I wanted to take a longer time to ruminate a little on this oral history of "The Scottsboro Boys". First, this history is amazing, both for the peek into the creator's visions, the original casts feelings about the production, and some coverage of the response and reaction.
I liked the production when I had a chance to see it staged locally. And certainly at this point the show exists and no one is putting that back into the bottle. The only thing to be discussed is should it continue to be performed. And again, since I have seen it, my thoughts are clear. But the thing I found interesting, is that the creative team feels very strongly that they were misunderstood in their intentions and well, I'm not sure that they were.
The show attempts a really tricky thing - it takes a specific form of entertainment that was originally used to create the ultimate in punching down comedy. Minstrel shows made fun of black people, Jewish people, and probably many more that the performers knew could get a laugh from the audience. The show is trying to reclaim this. To take a case most people did not learn about in their history class, even though it created changes to the justice system that exist today, and let the minstrels be the folks who really never got to tell their own stories. And having Black actors play the white police, the white lawyers, and the white women who are accusing the boys.

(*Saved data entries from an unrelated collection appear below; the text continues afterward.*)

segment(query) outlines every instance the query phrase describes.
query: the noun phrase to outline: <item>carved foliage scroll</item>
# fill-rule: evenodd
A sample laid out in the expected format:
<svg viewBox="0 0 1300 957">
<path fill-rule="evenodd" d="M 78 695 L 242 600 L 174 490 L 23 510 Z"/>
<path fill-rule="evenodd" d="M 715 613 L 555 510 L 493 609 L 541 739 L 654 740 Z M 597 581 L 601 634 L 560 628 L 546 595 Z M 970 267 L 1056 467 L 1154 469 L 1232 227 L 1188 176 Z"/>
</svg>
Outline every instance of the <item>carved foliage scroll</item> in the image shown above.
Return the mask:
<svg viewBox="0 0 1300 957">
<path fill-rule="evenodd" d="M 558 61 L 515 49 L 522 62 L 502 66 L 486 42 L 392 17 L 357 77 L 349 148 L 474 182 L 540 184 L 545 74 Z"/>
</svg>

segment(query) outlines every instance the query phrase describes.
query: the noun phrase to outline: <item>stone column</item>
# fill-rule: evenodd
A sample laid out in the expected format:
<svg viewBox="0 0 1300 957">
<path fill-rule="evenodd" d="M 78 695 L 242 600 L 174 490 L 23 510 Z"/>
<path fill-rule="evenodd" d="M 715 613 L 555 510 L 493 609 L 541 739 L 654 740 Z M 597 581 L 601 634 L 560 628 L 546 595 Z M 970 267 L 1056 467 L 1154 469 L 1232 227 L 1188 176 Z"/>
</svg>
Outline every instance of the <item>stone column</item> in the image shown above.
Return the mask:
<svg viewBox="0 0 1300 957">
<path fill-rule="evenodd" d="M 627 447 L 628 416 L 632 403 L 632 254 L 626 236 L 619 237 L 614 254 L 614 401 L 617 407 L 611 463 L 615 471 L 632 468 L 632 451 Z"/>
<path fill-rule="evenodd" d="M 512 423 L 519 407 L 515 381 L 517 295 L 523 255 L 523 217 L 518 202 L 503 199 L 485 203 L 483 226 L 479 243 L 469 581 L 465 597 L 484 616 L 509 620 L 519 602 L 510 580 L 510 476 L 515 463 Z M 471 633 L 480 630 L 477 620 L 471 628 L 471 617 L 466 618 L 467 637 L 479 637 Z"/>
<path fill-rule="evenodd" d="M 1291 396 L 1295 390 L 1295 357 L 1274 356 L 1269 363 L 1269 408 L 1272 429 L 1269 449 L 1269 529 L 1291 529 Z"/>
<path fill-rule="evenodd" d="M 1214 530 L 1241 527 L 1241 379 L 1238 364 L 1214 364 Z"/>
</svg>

But there's an interesting layer of having a mostly white creative team shepherd a reclaiming of something that traditionally harmed Black people. Am I saying white people can't tell stories about Black people? No. But the idea - as one of the creators says in the history that well, I wonder if they would have protested us if we were Black - well, that's not a neutral question, right? Because let's face it, we have all seen and heard stories that were told by people who meant very well, and who fumbled in part because they did not have the cultural know how needed to tell a story. And it is not unfair for people to decide that they can't trust a mostly white team to tell a particular story with the care and nuance needed. And it is not unfair for folks to be upset that a mostly white creative team got an opportunity to put on a show with only one white character when that is something Black creators have not had access and opportunity to do.
One of the things I did not talk about in my post about the performance I saw was the incredible awkwardness of watching that show. Not because of the cast - who were wonderful. But because the show is trying to essentially lull you with typical musical rhythms into jokes about injustice. And so many of the things that occur that are joke shaped, if you will, are quite awful. But of course, humans also laugh when things are too awkward, too scary, and even sometimes just too much. So as an audience member the places you decide to laugh and the places the person next to you, or rows away from you may be very different. And you have no way to press pause and be like - are you laughing because it's funny or because it's awful.
I think this is also why it had great success at small theaters. The audiences for small theaters are often more aware that some shows are fun and some shows are to make you think and some shows do both. And small theaters often utilize lobby space for coordinated exhibits and other think pieces. They use the program to provide context. In the oral history they talked about showing a documentary to kids and parents before they agreed to the show in their school. That's a lot of pre-work.
Media often has to signal to the audience what they are in for, and I think perhaps small theaters are better suited to that level of work. Of course, part of it could be that telling chat with the promoters who were like, yeah, we didn't know how to pitch a show about kids on trial.